In Aliens, James Cameron didn't exactly top Dan O'Bannon and Ridley Scott's visions for the original as much as add a thrilling new element, turning a moody, technically brilliant and very scary horror story into an action packed flight of machismo and tension. So it was with baited breath we all waited to see what he'd do with his own seminal masterwork of storytelling and filmmaking economy.

Given an expanded toolset, budget and scope, Cameron met and surpassed expectations again, like he's done in every movie he's worked on apart from True Lies, which was really only an action comedy, albeit an expansive one. The word 'revolution' is bandied about in the film press whenever his name is mentioned, whether it's recreating a 700-metre long passenger liner from the early 20th century (backwards) or a faraway world of blue aliens.
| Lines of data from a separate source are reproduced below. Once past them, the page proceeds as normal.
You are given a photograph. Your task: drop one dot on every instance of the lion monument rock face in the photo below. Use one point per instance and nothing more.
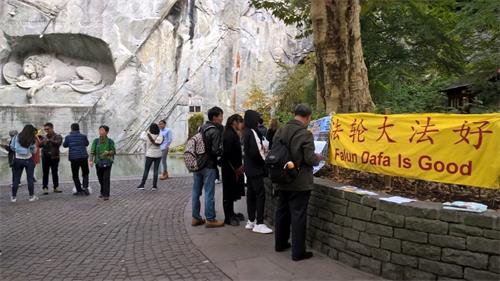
(45, 70)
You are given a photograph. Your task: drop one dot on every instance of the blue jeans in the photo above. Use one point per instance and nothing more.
(147, 166)
(19, 166)
(204, 179)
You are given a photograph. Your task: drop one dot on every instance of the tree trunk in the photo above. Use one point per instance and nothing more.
(340, 69)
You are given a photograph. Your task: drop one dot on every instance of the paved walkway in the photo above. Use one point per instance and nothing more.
(138, 236)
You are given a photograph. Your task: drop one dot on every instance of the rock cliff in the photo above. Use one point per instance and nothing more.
(158, 59)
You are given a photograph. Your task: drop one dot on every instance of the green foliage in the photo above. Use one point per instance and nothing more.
(291, 12)
(419, 96)
(259, 101)
(414, 45)
(298, 85)
(194, 122)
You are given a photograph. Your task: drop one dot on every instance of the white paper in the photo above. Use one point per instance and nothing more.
(319, 146)
(318, 167)
(357, 190)
(465, 206)
(398, 199)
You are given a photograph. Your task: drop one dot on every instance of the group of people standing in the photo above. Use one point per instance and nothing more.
(240, 148)
(24, 147)
(27, 147)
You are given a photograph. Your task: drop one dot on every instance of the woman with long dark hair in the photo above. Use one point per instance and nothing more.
(272, 131)
(102, 155)
(254, 155)
(233, 185)
(24, 148)
(153, 140)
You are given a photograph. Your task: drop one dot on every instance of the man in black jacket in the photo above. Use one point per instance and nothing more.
(254, 155)
(205, 178)
(293, 198)
(50, 145)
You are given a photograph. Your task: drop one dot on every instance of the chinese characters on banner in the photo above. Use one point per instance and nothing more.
(449, 148)
(320, 129)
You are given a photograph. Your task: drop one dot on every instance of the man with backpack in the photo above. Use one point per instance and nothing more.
(204, 173)
(78, 156)
(294, 189)
(11, 153)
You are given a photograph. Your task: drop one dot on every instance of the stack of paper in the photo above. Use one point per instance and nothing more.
(398, 199)
(465, 206)
(356, 190)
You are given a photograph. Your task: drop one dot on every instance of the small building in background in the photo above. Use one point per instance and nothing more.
(460, 96)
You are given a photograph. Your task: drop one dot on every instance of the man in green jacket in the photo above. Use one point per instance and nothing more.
(293, 198)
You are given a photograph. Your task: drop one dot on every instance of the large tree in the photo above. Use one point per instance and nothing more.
(342, 78)
(341, 72)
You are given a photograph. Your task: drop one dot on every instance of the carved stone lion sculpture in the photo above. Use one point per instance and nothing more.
(46, 70)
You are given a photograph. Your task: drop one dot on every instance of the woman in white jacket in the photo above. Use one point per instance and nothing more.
(153, 140)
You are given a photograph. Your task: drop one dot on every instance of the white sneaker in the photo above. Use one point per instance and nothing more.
(262, 228)
(250, 225)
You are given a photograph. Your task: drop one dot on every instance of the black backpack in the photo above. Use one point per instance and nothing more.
(276, 162)
(196, 153)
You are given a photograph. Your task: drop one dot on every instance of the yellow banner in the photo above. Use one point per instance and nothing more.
(450, 148)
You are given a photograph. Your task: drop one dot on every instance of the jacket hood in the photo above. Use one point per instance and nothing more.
(252, 119)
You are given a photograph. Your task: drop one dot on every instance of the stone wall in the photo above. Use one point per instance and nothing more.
(415, 241)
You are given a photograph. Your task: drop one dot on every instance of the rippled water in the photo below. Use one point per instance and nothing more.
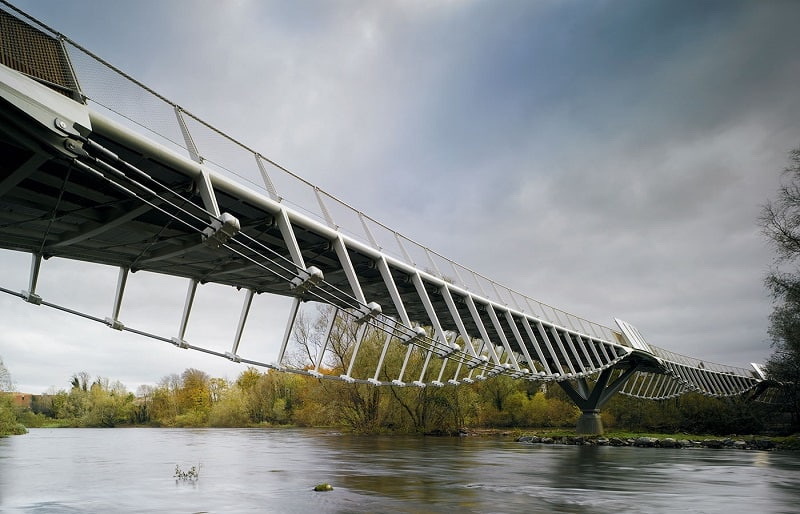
(254, 470)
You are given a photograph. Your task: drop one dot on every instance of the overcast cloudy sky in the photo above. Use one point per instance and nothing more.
(609, 158)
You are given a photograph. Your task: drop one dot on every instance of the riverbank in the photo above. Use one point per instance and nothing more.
(643, 440)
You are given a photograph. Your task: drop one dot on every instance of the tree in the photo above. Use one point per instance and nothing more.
(5, 378)
(780, 222)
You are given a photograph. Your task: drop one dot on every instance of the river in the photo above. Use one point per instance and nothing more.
(275, 470)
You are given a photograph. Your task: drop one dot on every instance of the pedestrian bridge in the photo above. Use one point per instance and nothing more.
(98, 167)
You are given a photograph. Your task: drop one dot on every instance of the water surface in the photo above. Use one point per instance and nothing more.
(275, 470)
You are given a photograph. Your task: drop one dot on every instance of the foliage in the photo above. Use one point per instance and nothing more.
(9, 422)
(780, 222)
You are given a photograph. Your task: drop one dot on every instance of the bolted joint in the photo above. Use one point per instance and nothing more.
(115, 324)
(180, 343)
(365, 312)
(32, 298)
(306, 279)
(221, 230)
(418, 335)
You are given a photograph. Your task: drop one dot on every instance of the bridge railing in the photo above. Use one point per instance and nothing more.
(129, 102)
(698, 363)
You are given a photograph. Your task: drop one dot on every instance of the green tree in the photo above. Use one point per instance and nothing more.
(780, 222)
(9, 423)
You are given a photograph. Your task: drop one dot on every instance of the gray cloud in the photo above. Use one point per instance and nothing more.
(609, 159)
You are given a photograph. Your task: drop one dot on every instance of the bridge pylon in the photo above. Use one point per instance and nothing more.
(590, 398)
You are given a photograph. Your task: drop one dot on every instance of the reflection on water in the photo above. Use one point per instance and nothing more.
(244, 470)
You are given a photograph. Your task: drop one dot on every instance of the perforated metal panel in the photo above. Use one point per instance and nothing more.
(36, 54)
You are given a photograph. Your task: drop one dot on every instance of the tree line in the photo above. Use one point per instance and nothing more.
(255, 398)
(195, 399)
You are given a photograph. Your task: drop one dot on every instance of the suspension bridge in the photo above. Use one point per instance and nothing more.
(98, 167)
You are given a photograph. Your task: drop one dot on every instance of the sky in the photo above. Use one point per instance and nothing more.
(608, 158)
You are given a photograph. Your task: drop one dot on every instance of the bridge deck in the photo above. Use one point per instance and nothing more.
(77, 184)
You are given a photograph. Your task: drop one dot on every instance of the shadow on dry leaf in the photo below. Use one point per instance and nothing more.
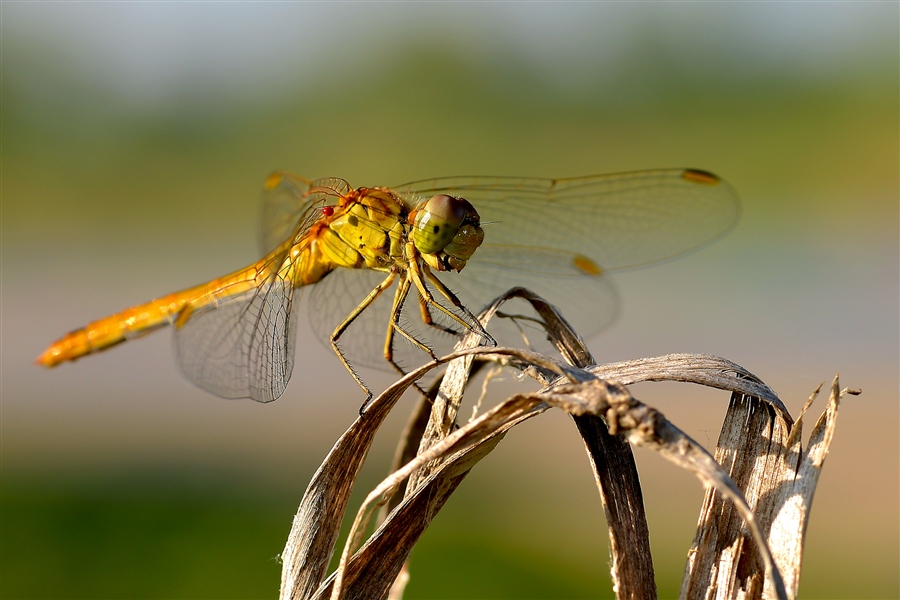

In the second part of the Connor family's trials and tribulations it was CGI, a technology so passé nowadays it's just another filmmaking tool like sound or colour. Two scenes in particular stand out in our collective memory, that of the T1000 (Patrick) emerging from the inferno of the truck after John's (Furlong) managed to escape it with the T800's (Schwarzenegger) help. The other is when the T1000 crashes his head through the helicopter window and pours himself, like a jar of mercury, into the passenger seat.

Along with a dozen other endlessly replayable moments like Sarah's (Hamitlon) dream of the nuclear attack on LA, it's a very fondly remembered film, so it's a surprise to realise the story's essentially a redux of the original. Whereas John once sent his closest lieutenant Kyle Reese back in time to battle a T800 Skynet had sent back to kill his mother before he could be born, this time he sends a captured and reprogrammed T800 back to protect his teenage delinquent self when Skynet send back a new model, the more svelte, liquid metal T1000.

After the events of the first movie, Sarah is now an urban commando, having spent most of John's life on the run before the law caught up with her, took John away and put her in an institution. When the T800 makes itself known to John, he takes it to rescue his mother and stop the seemingly-unstoppable T1000 in its tracks.

You'll have so much fun reveling in the unabashed testosterone of Cameron's romp you won't have a minute to consider any shortcomings in the originality of the story.